Leia o trecho para responder às questões 1 e 2:

[Sem-Pernas] queria alegria, uma mão que o acarinhasse, alguém que com muito amor o fizesse esquecer
o defeito físico e os muitos anos (talvez tivessem sido apenas meses ou semanas, mas para ele seriam sempre
longos anos) que vivera sozinho nas ruas da cidade, hostilizado pelos homens que passavam, empurrado pelos
guardas, surrado pelos moleques maiores. Nunca tivera família. Vivera na casa de um padeiro a quem chamava
“meu padrinho” e que o surrava. Fugiu logo que pôde compreender que a fuga o libertaria. Sofreu fome, um dia
levaram-no preso. Ele quer um carinho, u’a mão que passe sobre os seus olhos e faça com que ele possa se
esquecer daquela noite na cadeia, quando os soldados bêbados o fizeram correr com sua perna coxa em volta de
uma saleta. Em cada canto estava um com uma borracha comprida. As marcas que ficaram nas suas costas
desapareceram. Mas de dentro dele nunca desapareceu a dor daquela hora. Corria na saleta como um animal
perseguido por outros mais fortes. A perna coxa se recusava a ajudá-lo. E a borracha zunia nas suas costas
quando o cansaço o fazia parar. A princípio chorou muito, depois, não sabe como, as lágrimas secaram. Certa
hora não resistiu mais, abateu-se no chão. Sangrava. Ainda hoje ouve como os soldados riam e como riu aquele
homem de colete cinzento que fumava um charuto.
(Jorge Amado.
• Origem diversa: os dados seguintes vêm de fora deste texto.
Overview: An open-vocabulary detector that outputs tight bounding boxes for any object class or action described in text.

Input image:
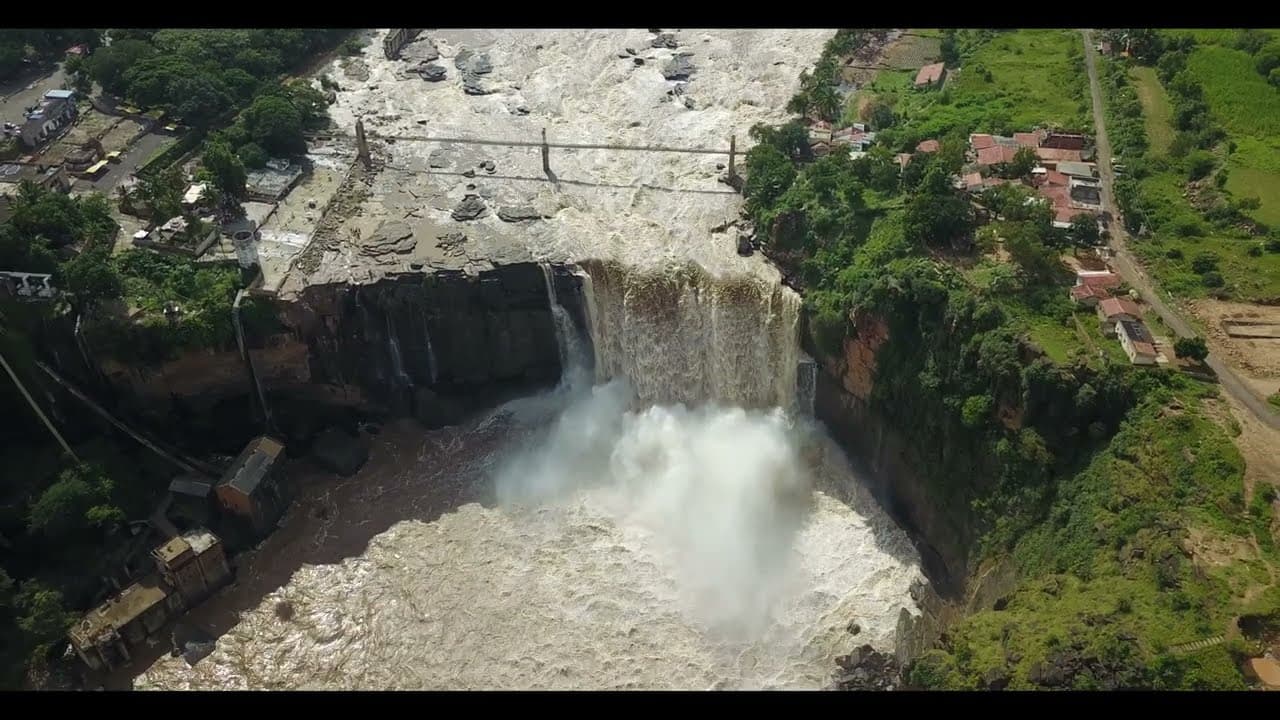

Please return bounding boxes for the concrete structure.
[169,475,215,525]
[0,270,58,300]
[214,436,288,536]
[244,161,302,202]
[151,528,232,607]
[1041,132,1085,150]
[18,90,76,147]
[915,63,947,88]
[1098,297,1142,337]
[1116,320,1157,365]
[68,574,182,670]
[1056,160,1098,179]
[1069,284,1111,307]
Capitães da areia.)

1 - Considere as afirmações seguintes.


I. O fragmento do romance, ambientado na cidade de Salvador das primeiras décadas do século passado,
aborda a vida de uma criança em situação de absoluta exclusão social e violência, o que destoa do projeto
literário e ideológico dos escritores brasileiros que compõem a “Geração de 30”.
II. Valendo-se das conquistas do Modernismo, o romance apresenta linguagem fluente e acessível ao
grande público, utilizando-se de um português coloquial, simples, próximo a um modo natural de falar, com o
largo emprego da frase curta e econômica.
III. Sem-Pernas é uma personagem que, embora encarne um tipo social claramente delimitado, o do
menino “pobre, abandonado, aleijado e discriminado”, adquire alguma profundidade psicológica, à medida que
seu passado e suas experiências dolorosas vêm à tona.
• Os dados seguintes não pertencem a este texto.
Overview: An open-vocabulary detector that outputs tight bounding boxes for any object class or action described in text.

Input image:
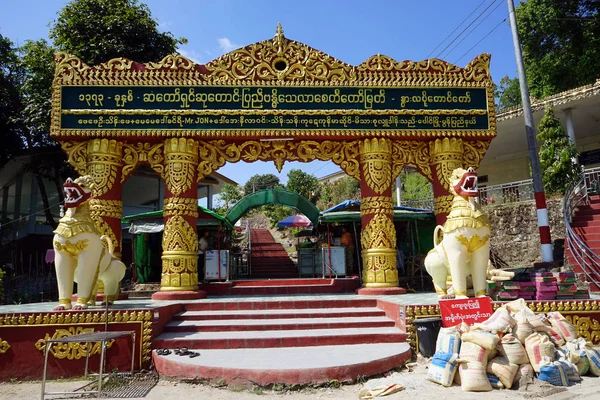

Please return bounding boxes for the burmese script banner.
[61,86,489,130]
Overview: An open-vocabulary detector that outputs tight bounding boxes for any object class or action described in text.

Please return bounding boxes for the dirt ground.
[0,364,600,400]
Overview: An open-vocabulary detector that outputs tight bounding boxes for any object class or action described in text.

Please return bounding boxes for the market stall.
[315,200,436,289]
[122,206,234,283]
Conforme o texto, está correto o que se afirma apenas em:


a) I.
b) II.
c) III.
d) I e II.
e) II e III.

2. O zigue-zague temporal ligado à vida de Sem-Pernas,empregado no fragmento para a composição da


personagem, é construído de maneira muito precisa, por meio da utilização alternada de diversos tempos
verbais. Indique a alternativa em que há, respectivamente, um tempo verbal que expressa fatos ocorridos num
tempo anterior a outros fatos do passado e um tempo verbal usado para marcar o caráter hipotético de certas
ações ou o desejo de que se realizassem.

a) Vivera na casa de um padeiro (...) — uma mão que o acarinhasse (...)


b) Em cada canto estava um com uma borracha comprida. — Sofreu fome.
c) Nunca tivera família. — A perna coxa se recusava a ajudá-lo.
d) A princípio chorou muito (...) — Mas de dentro dele nunca desapareceu a dor daquela hora.
e) Ele quer um carinho (...) — Um dia levaram-no preso.